Mr Sunak is believed to be planning several “accounting tricks” that would further reduce the amount of UK money that is spent on humanitarian and development aid.

Foreign currency handouts from the International Monetary Fund to help developing countries cope with Covid – known as Special Drawing Rights – would be counted as aid.

The same switch is likely to be made over the cost of giving Covid vaccines to developing countries and chunks of aid could be switched from day-to-day spending budgets to “capital” budgets.

The Centre for Global Development think tank, said the changes, if all made together, could cut the Foreign Office’s discretionary aid budget from £8bn to as little as £2bn.

Now the letter threatens huge embarrassment for the prime minister, who is already wrestling with fears that Cop26 will fail to reach a deal to prevent catastrophic climate change.

Seen by the BBC, it reads: “As ‘Friends of COP’ we are writing to you to express our deep concern at the prospect of further UK aid cuts in the final few days before COP26.

“The ability of the UK to act as a genuine, trusted partner for developing countries is of crucial importance to COP26’s success.

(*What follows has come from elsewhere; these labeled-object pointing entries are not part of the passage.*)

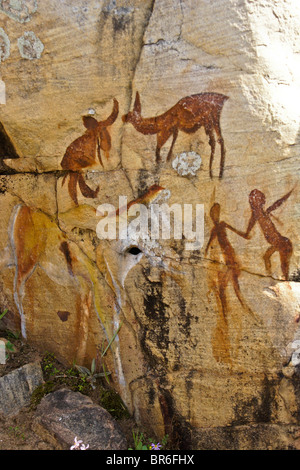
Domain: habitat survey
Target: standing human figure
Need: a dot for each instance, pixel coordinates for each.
(221, 342)
(278, 242)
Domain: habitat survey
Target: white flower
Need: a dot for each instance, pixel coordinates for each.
(84, 447)
(78, 445)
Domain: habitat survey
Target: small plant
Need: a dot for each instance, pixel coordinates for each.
(138, 440)
(3, 313)
(78, 445)
(90, 374)
(140, 444)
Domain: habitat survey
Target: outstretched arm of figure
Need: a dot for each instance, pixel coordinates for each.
(213, 235)
(278, 202)
(251, 224)
(238, 232)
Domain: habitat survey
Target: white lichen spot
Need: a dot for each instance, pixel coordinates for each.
(4, 45)
(187, 163)
(30, 46)
(2, 92)
(19, 10)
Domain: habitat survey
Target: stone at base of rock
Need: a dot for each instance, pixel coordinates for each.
(63, 415)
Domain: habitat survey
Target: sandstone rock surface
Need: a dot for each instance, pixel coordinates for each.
(208, 330)
(63, 415)
(17, 387)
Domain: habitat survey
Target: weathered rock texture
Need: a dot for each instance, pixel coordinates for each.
(17, 387)
(207, 334)
(63, 415)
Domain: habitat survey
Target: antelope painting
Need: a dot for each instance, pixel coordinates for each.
(188, 115)
(83, 151)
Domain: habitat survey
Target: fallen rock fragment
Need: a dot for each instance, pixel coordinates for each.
(65, 415)
(17, 387)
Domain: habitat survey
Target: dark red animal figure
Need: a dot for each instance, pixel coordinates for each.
(188, 115)
(82, 153)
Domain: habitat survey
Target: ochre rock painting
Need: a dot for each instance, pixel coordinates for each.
(83, 151)
(278, 242)
(188, 115)
(221, 342)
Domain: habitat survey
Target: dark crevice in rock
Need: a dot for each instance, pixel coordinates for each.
(7, 149)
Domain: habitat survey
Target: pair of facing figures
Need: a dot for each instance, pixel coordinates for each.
(261, 215)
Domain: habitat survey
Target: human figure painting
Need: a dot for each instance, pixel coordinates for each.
(83, 152)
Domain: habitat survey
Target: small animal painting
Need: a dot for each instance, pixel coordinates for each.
(188, 115)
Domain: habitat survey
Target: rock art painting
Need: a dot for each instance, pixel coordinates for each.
(36, 240)
(221, 341)
(231, 273)
(277, 241)
(188, 115)
(83, 152)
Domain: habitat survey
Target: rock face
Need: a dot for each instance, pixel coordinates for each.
(17, 387)
(63, 415)
(170, 104)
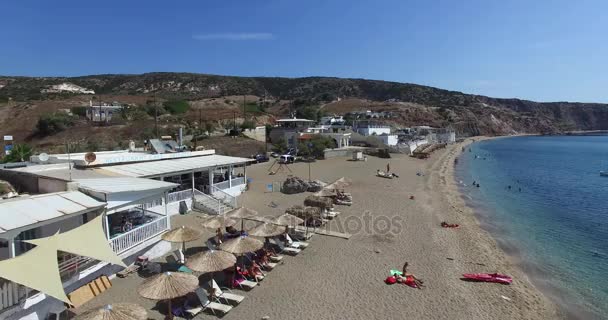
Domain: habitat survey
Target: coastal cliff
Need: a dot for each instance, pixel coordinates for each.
(411, 104)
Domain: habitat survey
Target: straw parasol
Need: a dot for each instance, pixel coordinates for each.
(118, 311)
(320, 202)
(287, 220)
(182, 234)
(242, 213)
(267, 230)
(342, 182)
(326, 193)
(167, 286)
(211, 261)
(218, 222)
(242, 245)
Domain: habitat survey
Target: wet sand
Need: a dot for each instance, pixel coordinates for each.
(344, 279)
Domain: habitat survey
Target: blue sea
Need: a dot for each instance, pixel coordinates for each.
(553, 220)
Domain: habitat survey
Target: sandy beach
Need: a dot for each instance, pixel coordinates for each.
(344, 279)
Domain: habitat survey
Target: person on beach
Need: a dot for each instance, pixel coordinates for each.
(219, 236)
(409, 279)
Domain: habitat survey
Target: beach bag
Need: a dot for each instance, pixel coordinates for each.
(390, 280)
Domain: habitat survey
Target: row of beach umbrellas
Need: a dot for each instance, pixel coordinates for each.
(170, 285)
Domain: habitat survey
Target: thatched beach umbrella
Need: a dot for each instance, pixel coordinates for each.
(182, 234)
(241, 245)
(218, 222)
(118, 311)
(211, 261)
(326, 193)
(242, 213)
(319, 202)
(341, 183)
(267, 230)
(287, 220)
(167, 286)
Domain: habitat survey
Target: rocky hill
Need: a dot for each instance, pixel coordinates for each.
(23, 99)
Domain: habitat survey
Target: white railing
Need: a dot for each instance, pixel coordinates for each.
(12, 294)
(74, 264)
(138, 235)
(179, 196)
(211, 203)
(153, 203)
(226, 198)
(227, 184)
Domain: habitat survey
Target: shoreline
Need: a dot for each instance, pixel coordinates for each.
(507, 250)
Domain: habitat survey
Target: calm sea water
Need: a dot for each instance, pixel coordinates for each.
(556, 227)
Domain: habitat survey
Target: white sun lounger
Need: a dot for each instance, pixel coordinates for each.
(247, 284)
(269, 265)
(296, 244)
(207, 305)
(227, 295)
(283, 248)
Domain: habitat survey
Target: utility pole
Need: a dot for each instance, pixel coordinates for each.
(155, 117)
(244, 107)
(234, 122)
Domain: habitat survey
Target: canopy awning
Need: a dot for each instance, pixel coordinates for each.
(27, 212)
(175, 166)
(38, 268)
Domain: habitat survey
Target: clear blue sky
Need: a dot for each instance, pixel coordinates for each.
(536, 49)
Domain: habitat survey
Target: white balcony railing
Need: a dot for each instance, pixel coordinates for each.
(226, 184)
(223, 196)
(12, 294)
(72, 265)
(138, 235)
(179, 196)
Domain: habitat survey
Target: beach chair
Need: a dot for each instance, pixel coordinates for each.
(227, 295)
(211, 245)
(283, 248)
(179, 256)
(207, 305)
(245, 284)
(296, 244)
(269, 265)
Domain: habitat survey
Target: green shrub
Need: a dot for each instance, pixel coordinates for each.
(19, 153)
(55, 122)
(248, 124)
(151, 110)
(176, 106)
(79, 111)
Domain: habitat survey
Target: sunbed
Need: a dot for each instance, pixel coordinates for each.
(179, 255)
(227, 295)
(244, 283)
(283, 248)
(205, 304)
(296, 244)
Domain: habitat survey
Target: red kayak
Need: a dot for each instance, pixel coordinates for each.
(489, 277)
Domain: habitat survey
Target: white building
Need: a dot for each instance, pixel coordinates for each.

“Further implied cuts to overseas aid at the Comprehensive Spending Review (CSR) would send a signal that the UK is neither committed to, nor serious about, enabling a green global recovery from the pandemic, nor improving the resilience of the most vulnerable to climate change.”

Mr Sunak overcame a Tory backbench rebellion to ram through the current £4bn-a-year cuts, which are almost certain to continue until after the next general election.

The Friends of COP who have signed the letter include the heads of the Grantham Research Institute of Climate Change and the European Climate Foundation, plus a former Cop president and head of the UN framework convention on climate change.

But a Treasury spokesperson said the UK “is and will remain a world leader in international development”, spending more than £10bn a year.

The country will return to spending 0.7 per cent of national income – having slashed it to 0.5 per cent – “when the fiscal situation allows”.